Patient education remains one of the most important components in preventative measures regarding HBV infection.
Education should be provided to expecting parents (particularly those from highly endemic regions) about the importance of vaccination and to clarify erroneous beliefs about vaccinations.
Patient education should also include counseling about the avoidance of risky behaviors that predispose an individual to be infected, including promiscuous sexual activity or intravenous drug abuse. They should also be advised not to share items such as shaving razors, toothbrushes, or hair combs due to possible transmission via mucosal contact or through microtrauma to protective barriers.

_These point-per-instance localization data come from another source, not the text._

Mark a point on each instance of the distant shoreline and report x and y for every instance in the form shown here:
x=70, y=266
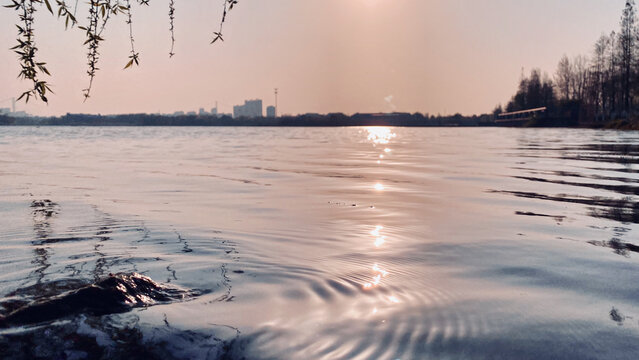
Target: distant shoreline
x=307, y=120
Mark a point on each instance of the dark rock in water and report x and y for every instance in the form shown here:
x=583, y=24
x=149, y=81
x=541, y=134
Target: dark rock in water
x=116, y=294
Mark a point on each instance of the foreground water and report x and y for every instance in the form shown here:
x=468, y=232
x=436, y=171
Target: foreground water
x=318, y=243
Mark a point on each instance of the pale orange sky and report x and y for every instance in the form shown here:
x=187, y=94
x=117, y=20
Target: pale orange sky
x=434, y=56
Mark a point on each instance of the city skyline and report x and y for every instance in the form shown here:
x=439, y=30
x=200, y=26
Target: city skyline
x=376, y=55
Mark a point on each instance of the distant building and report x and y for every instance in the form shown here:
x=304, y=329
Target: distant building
x=250, y=109
x=18, y=114
x=270, y=111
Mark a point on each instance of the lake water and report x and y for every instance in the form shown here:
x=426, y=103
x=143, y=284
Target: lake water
x=321, y=243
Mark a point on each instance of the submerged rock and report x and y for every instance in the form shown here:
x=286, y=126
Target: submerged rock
x=116, y=294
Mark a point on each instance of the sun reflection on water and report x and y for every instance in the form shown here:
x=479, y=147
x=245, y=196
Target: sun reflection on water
x=380, y=134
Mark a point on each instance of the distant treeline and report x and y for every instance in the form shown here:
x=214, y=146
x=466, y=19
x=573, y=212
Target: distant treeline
x=594, y=91
x=335, y=119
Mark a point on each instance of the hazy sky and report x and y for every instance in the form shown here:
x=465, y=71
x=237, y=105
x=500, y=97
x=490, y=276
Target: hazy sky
x=435, y=56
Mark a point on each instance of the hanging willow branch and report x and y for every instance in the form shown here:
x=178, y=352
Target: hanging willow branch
x=228, y=6
x=30, y=68
x=99, y=14
x=172, y=26
x=134, y=58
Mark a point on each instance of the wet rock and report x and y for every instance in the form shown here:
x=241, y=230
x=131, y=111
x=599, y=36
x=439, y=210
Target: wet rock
x=116, y=294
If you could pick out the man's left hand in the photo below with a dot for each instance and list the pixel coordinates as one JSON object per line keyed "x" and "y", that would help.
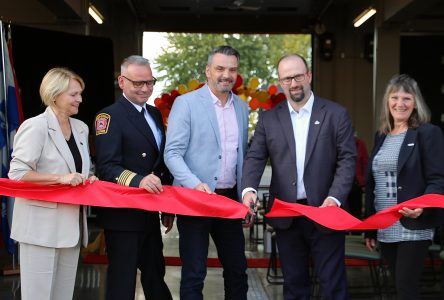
{"x": 329, "y": 202}
{"x": 168, "y": 221}
{"x": 152, "y": 184}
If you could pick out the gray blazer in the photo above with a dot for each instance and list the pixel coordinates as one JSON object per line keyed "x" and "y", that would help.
{"x": 193, "y": 149}
{"x": 39, "y": 146}
{"x": 330, "y": 157}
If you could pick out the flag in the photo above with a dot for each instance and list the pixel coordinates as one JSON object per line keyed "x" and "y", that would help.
{"x": 10, "y": 118}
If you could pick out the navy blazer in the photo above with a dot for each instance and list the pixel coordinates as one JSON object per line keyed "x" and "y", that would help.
{"x": 420, "y": 171}
{"x": 330, "y": 159}
{"x": 126, "y": 151}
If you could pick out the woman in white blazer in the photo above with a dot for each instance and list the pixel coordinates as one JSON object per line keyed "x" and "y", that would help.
{"x": 51, "y": 148}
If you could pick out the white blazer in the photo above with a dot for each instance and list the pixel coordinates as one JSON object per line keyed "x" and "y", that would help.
{"x": 40, "y": 146}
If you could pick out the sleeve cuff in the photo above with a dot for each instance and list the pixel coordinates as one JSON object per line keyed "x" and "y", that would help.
{"x": 246, "y": 190}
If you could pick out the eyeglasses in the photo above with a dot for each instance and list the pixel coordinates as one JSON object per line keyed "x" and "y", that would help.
{"x": 289, "y": 79}
{"x": 140, "y": 84}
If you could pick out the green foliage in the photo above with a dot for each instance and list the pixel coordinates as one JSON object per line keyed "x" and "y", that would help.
{"x": 186, "y": 55}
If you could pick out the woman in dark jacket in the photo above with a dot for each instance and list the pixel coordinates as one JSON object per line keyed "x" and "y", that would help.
{"x": 407, "y": 161}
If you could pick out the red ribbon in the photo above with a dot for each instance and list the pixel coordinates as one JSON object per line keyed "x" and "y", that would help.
{"x": 338, "y": 219}
{"x": 175, "y": 200}
{"x": 183, "y": 201}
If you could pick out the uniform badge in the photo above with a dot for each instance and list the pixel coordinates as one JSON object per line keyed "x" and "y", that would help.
{"x": 102, "y": 123}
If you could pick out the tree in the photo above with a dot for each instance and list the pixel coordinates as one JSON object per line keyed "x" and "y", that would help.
{"x": 186, "y": 56}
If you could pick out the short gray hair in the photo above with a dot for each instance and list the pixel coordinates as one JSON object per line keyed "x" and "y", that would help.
{"x": 420, "y": 114}
{"x": 133, "y": 60}
{"x": 224, "y": 49}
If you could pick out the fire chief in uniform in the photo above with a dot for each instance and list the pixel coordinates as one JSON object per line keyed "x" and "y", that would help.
{"x": 129, "y": 144}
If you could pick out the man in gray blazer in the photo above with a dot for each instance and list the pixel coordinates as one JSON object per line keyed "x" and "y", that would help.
{"x": 309, "y": 141}
{"x": 205, "y": 147}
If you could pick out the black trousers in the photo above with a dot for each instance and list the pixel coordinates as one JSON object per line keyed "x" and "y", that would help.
{"x": 228, "y": 237}
{"x": 302, "y": 243}
{"x": 129, "y": 251}
{"x": 406, "y": 262}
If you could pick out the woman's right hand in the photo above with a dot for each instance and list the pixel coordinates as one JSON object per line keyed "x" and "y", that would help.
{"x": 72, "y": 179}
{"x": 370, "y": 244}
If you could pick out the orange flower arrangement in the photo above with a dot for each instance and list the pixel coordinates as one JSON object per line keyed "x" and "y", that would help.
{"x": 251, "y": 93}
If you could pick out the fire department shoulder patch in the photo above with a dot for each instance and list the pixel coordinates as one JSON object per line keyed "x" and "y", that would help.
{"x": 102, "y": 123}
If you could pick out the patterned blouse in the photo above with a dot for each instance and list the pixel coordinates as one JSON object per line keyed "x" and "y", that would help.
{"x": 384, "y": 170}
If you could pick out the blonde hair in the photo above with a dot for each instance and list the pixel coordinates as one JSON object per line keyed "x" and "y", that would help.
{"x": 56, "y": 82}
{"x": 420, "y": 114}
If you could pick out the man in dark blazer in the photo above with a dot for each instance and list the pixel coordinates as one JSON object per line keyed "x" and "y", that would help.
{"x": 310, "y": 144}
{"x": 129, "y": 144}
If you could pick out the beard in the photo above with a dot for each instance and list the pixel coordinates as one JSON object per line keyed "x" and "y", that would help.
{"x": 297, "y": 98}
{"x": 224, "y": 88}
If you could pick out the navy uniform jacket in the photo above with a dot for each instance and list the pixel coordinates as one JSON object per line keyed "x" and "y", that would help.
{"x": 126, "y": 151}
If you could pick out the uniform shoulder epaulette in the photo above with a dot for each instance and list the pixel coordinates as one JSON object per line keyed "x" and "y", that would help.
{"x": 102, "y": 123}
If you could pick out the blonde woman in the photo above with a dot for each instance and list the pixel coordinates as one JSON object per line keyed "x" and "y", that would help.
{"x": 51, "y": 148}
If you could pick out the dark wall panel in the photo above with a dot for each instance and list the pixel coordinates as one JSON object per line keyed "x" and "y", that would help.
{"x": 35, "y": 51}
{"x": 422, "y": 57}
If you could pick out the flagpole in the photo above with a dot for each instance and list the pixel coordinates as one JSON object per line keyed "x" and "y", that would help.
{"x": 7, "y": 270}
{"x": 5, "y": 88}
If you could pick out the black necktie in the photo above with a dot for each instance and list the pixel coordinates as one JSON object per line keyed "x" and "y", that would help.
{"x": 151, "y": 130}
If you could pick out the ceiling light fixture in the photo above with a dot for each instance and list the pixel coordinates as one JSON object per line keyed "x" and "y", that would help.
{"x": 364, "y": 16}
{"x": 95, "y": 14}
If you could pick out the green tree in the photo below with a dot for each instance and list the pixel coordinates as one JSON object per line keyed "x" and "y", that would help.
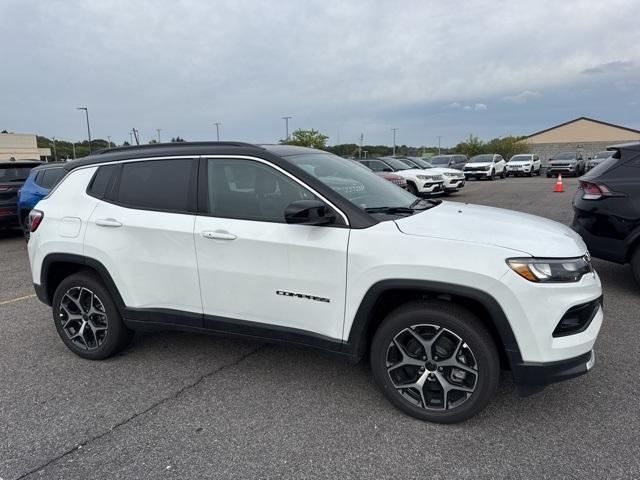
{"x": 307, "y": 138}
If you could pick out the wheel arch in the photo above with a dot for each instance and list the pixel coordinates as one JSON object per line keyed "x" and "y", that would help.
{"x": 384, "y": 296}
{"x": 58, "y": 266}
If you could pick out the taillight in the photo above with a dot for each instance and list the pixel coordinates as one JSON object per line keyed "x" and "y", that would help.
{"x": 35, "y": 219}
{"x": 593, "y": 191}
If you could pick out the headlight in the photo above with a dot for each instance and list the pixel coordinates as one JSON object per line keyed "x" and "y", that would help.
{"x": 551, "y": 270}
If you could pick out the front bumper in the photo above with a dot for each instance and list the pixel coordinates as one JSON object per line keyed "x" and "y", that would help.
{"x": 531, "y": 377}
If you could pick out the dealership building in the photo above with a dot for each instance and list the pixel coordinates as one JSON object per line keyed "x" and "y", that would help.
{"x": 21, "y": 146}
{"x": 584, "y": 135}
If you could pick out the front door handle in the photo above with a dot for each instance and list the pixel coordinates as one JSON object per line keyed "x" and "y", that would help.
{"x": 219, "y": 235}
{"x": 108, "y": 222}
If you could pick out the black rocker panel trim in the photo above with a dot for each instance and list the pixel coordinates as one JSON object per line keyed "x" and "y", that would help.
{"x": 356, "y": 344}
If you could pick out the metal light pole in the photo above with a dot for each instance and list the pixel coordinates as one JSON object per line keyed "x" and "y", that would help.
{"x": 86, "y": 112}
{"x": 394, "y": 140}
{"x": 286, "y": 126}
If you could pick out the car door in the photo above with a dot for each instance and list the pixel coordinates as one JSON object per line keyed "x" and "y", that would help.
{"x": 256, "y": 268}
{"x": 142, "y": 233}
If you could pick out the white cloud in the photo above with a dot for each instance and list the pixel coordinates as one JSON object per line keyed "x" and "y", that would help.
{"x": 522, "y": 97}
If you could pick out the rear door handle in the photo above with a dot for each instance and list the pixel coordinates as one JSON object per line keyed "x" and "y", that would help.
{"x": 108, "y": 222}
{"x": 219, "y": 235}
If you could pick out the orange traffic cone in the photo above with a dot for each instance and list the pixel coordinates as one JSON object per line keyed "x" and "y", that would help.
{"x": 559, "y": 185}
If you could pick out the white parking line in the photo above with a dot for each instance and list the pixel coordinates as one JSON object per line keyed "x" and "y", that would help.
{"x": 19, "y": 299}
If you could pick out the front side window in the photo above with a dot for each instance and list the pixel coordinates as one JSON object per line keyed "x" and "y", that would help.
{"x": 164, "y": 185}
{"x": 363, "y": 189}
{"x": 250, "y": 190}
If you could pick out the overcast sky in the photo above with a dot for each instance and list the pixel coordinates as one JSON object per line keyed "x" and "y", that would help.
{"x": 429, "y": 68}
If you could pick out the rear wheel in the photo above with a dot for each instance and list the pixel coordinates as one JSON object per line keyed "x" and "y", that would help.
{"x": 87, "y": 319}
{"x": 435, "y": 361}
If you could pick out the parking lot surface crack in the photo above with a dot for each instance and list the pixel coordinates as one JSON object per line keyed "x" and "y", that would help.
{"x": 149, "y": 409}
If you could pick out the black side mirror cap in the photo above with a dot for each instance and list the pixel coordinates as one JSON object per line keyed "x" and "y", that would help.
{"x": 309, "y": 212}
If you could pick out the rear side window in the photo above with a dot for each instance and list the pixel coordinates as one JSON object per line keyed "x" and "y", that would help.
{"x": 50, "y": 177}
{"x": 165, "y": 185}
{"x": 101, "y": 180}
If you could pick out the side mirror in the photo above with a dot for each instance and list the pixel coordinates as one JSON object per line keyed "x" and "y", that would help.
{"x": 309, "y": 212}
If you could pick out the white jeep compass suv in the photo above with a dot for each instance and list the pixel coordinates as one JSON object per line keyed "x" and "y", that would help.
{"x": 292, "y": 244}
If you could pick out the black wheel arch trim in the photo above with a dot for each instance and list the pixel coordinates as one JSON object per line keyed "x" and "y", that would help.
{"x": 356, "y": 345}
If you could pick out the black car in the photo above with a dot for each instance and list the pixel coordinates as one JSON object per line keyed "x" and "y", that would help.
{"x": 13, "y": 174}
{"x": 607, "y": 207}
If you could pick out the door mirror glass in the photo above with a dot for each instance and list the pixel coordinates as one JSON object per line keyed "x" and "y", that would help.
{"x": 309, "y": 212}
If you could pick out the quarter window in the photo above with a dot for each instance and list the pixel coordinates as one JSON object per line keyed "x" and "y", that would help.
{"x": 249, "y": 190}
{"x": 164, "y": 185}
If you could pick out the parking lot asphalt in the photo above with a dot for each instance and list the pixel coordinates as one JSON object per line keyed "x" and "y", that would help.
{"x": 177, "y": 405}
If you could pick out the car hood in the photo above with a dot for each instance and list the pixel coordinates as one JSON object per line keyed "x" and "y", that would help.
{"x": 477, "y": 164}
{"x": 499, "y": 227}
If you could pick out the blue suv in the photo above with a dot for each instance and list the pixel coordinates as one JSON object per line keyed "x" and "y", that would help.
{"x": 38, "y": 184}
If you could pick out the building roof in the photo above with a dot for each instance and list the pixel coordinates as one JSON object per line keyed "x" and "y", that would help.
{"x": 584, "y": 129}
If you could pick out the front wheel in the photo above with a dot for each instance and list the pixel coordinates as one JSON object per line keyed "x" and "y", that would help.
{"x": 435, "y": 361}
{"x": 87, "y": 319}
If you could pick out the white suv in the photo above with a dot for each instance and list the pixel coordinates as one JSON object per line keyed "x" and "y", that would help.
{"x": 291, "y": 244}
{"x": 524, "y": 164}
{"x": 486, "y": 165}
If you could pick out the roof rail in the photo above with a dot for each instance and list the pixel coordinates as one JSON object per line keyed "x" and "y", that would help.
{"x": 152, "y": 146}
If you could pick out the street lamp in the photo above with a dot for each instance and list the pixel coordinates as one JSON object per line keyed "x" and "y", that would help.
{"x": 286, "y": 126}
{"x": 394, "y": 140}
{"x": 86, "y": 112}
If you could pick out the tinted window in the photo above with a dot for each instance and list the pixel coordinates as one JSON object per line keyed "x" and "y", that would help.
{"x": 156, "y": 185}
{"x": 100, "y": 182}
{"x": 50, "y": 177}
{"x": 249, "y": 190}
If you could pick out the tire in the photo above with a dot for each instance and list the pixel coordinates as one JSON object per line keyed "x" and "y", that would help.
{"x": 458, "y": 331}
{"x": 74, "y": 300}
{"x": 635, "y": 265}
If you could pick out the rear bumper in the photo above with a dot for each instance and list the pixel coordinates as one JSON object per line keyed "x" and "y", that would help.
{"x": 532, "y": 377}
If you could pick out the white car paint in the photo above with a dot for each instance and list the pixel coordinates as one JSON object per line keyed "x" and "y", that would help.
{"x": 484, "y": 169}
{"x": 524, "y": 164}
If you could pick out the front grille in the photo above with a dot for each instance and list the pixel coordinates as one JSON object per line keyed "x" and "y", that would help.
{"x": 577, "y": 319}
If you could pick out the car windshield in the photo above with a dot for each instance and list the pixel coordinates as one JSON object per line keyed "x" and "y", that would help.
{"x": 11, "y": 173}
{"x": 484, "y": 158}
{"x": 439, "y": 160}
{"x": 364, "y": 189}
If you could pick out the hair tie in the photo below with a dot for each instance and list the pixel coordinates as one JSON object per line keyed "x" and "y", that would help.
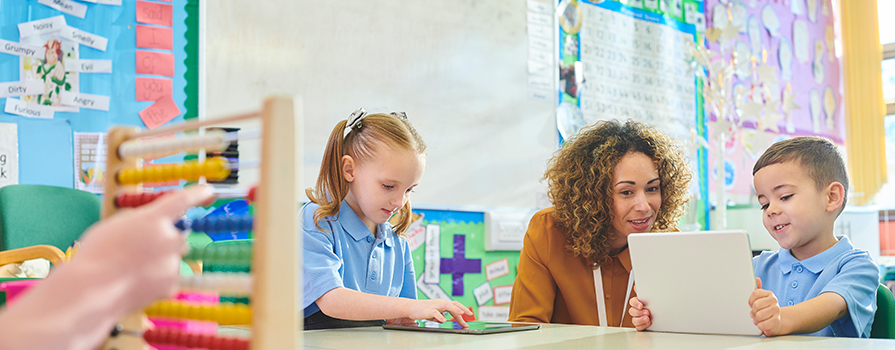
{"x": 354, "y": 121}
{"x": 401, "y": 115}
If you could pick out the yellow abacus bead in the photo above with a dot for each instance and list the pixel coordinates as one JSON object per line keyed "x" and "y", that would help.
{"x": 220, "y": 169}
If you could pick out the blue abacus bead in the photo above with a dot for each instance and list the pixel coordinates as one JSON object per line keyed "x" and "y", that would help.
{"x": 220, "y": 225}
{"x": 245, "y": 224}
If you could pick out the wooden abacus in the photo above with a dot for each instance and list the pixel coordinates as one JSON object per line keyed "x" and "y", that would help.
{"x": 272, "y": 312}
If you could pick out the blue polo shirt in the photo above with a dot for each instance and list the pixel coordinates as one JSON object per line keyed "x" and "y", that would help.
{"x": 842, "y": 269}
{"x": 346, "y": 254}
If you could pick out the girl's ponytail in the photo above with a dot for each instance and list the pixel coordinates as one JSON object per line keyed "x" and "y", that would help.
{"x": 331, "y": 186}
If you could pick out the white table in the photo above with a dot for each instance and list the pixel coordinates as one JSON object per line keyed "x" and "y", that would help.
{"x": 556, "y": 337}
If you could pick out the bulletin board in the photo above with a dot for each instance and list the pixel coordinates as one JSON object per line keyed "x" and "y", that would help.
{"x": 451, "y": 263}
{"x": 786, "y": 84}
{"x": 109, "y": 77}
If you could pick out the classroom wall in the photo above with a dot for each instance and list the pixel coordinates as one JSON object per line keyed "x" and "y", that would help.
{"x": 458, "y": 68}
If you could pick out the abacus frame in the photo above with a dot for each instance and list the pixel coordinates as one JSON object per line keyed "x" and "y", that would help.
{"x": 276, "y": 251}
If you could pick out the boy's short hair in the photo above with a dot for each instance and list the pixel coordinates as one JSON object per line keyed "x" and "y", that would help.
{"x": 818, "y": 156}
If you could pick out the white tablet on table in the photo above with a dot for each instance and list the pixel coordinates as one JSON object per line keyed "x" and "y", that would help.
{"x": 695, "y": 282}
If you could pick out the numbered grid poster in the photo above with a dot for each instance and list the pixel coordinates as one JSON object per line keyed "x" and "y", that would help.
{"x": 623, "y": 62}
{"x": 90, "y": 160}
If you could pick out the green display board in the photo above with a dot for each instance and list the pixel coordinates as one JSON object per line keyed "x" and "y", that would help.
{"x": 464, "y": 264}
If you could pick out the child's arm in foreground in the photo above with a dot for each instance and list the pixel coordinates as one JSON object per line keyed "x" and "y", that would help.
{"x": 806, "y": 317}
{"x": 350, "y": 304}
{"x": 640, "y": 315}
{"x": 124, "y": 263}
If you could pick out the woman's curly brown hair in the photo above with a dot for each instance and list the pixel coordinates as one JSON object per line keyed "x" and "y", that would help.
{"x": 579, "y": 177}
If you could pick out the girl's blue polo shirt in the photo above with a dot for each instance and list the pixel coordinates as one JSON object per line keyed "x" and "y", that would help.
{"x": 842, "y": 269}
{"x": 346, "y": 254}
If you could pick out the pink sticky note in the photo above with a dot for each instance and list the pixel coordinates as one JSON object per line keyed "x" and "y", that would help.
{"x": 155, "y": 38}
{"x": 162, "y": 111}
{"x": 154, "y": 13}
{"x": 155, "y": 63}
{"x": 151, "y": 89}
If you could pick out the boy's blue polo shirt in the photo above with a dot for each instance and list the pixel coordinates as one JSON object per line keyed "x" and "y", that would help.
{"x": 842, "y": 269}
{"x": 349, "y": 256}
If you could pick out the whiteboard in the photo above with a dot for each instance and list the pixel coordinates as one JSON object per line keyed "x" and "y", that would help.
{"x": 458, "y": 68}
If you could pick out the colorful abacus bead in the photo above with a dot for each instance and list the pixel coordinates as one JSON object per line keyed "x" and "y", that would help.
{"x": 133, "y": 200}
{"x": 164, "y": 336}
{"x": 214, "y": 169}
{"x": 213, "y": 140}
{"x": 223, "y": 314}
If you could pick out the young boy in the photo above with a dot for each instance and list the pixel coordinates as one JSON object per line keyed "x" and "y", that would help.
{"x": 815, "y": 284}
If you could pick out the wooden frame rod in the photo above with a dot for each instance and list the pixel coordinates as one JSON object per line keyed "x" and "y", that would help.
{"x": 195, "y": 125}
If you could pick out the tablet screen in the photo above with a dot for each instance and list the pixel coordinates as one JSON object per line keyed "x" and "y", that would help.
{"x": 475, "y": 327}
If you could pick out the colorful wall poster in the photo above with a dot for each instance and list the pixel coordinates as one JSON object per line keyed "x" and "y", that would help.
{"x": 785, "y": 82}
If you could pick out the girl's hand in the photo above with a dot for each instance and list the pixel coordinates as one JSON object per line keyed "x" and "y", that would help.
{"x": 141, "y": 247}
{"x": 434, "y": 310}
{"x": 640, "y": 315}
{"x": 404, "y": 321}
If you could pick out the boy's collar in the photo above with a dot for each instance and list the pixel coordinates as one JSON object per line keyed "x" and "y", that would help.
{"x": 816, "y": 263}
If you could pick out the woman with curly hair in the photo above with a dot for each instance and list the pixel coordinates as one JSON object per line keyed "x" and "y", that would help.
{"x": 611, "y": 180}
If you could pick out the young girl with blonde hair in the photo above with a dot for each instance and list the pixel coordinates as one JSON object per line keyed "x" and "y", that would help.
{"x": 356, "y": 270}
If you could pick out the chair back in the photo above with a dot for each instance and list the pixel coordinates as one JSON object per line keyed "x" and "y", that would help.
{"x": 884, "y": 320}
{"x": 39, "y": 214}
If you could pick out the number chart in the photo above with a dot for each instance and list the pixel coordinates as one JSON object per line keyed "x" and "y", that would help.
{"x": 635, "y": 67}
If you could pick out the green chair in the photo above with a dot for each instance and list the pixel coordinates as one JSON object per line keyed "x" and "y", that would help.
{"x": 45, "y": 215}
{"x": 884, "y": 320}
{"x": 39, "y": 215}
{"x": 38, "y": 221}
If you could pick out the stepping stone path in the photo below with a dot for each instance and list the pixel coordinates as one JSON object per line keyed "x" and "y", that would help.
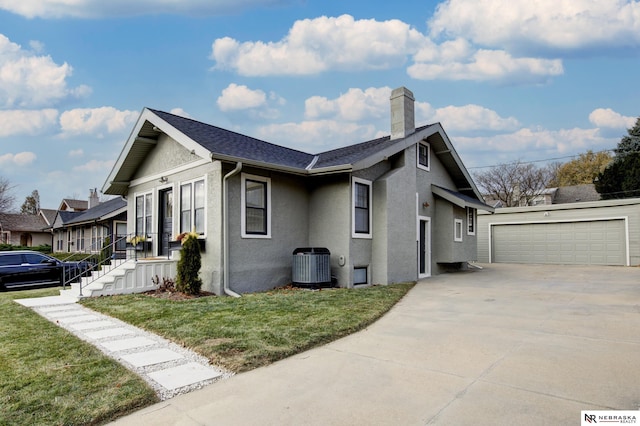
{"x": 169, "y": 368}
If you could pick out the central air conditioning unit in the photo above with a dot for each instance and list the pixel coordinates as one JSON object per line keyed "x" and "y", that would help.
{"x": 311, "y": 267}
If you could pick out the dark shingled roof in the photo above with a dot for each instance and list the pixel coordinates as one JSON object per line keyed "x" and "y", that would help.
{"x": 22, "y": 222}
{"x": 99, "y": 211}
{"x": 225, "y": 142}
{"x": 576, "y": 194}
{"x": 75, "y": 204}
{"x": 49, "y": 215}
{"x": 353, "y": 153}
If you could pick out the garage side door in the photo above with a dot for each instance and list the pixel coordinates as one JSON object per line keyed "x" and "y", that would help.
{"x": 599, "y": 242}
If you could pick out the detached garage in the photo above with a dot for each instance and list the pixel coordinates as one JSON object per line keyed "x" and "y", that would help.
{"x": 592, "y": 233}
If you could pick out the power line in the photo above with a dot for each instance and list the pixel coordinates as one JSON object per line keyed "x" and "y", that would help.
{"x": 539, "y": 161}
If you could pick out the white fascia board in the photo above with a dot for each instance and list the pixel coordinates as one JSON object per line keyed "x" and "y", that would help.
{"x": 458, "y": 161}
{"x": 402, "y": 144}
{"x": 179, "y": 137}
{"x": 127, "y": 147}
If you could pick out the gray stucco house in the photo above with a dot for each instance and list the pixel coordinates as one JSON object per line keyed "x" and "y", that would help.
{"x": 393, "y": 209}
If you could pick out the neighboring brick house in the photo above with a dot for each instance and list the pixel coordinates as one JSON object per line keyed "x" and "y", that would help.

Hepatitis D (a member of the delta virus family) has been long associated with HBV infections and cannot exert pathological influence without the presence of HBV infection. Two forms of infection exist; coinfection (acquired at the same time) and superinfection (hepatitis D infection in a patient with chronic hepatitis B infection). Superinfection tends to be more severe than coinfection. Due to the preexisting hepatitis B infection, anti-HBcAg IgM is undetectable in superinfection states but can be noted in coinfection.
As HBV infection is highly transmissible via accidental needlesticks, healthcare providers involved in taking care of a patient with HBV should exercise caution and practice proper preventative measures such as vaccination. Patient education should also include counseling about HBV transmission.
The vaccination rate is low in many developing countries, and the majority of patients are undiagnosed. Educational programs and improved awareness among the general public and healthcare providers are necessary to improve the identification of the patients, reduce transmission of the disease, and reduce the complications of hepatitis B infection.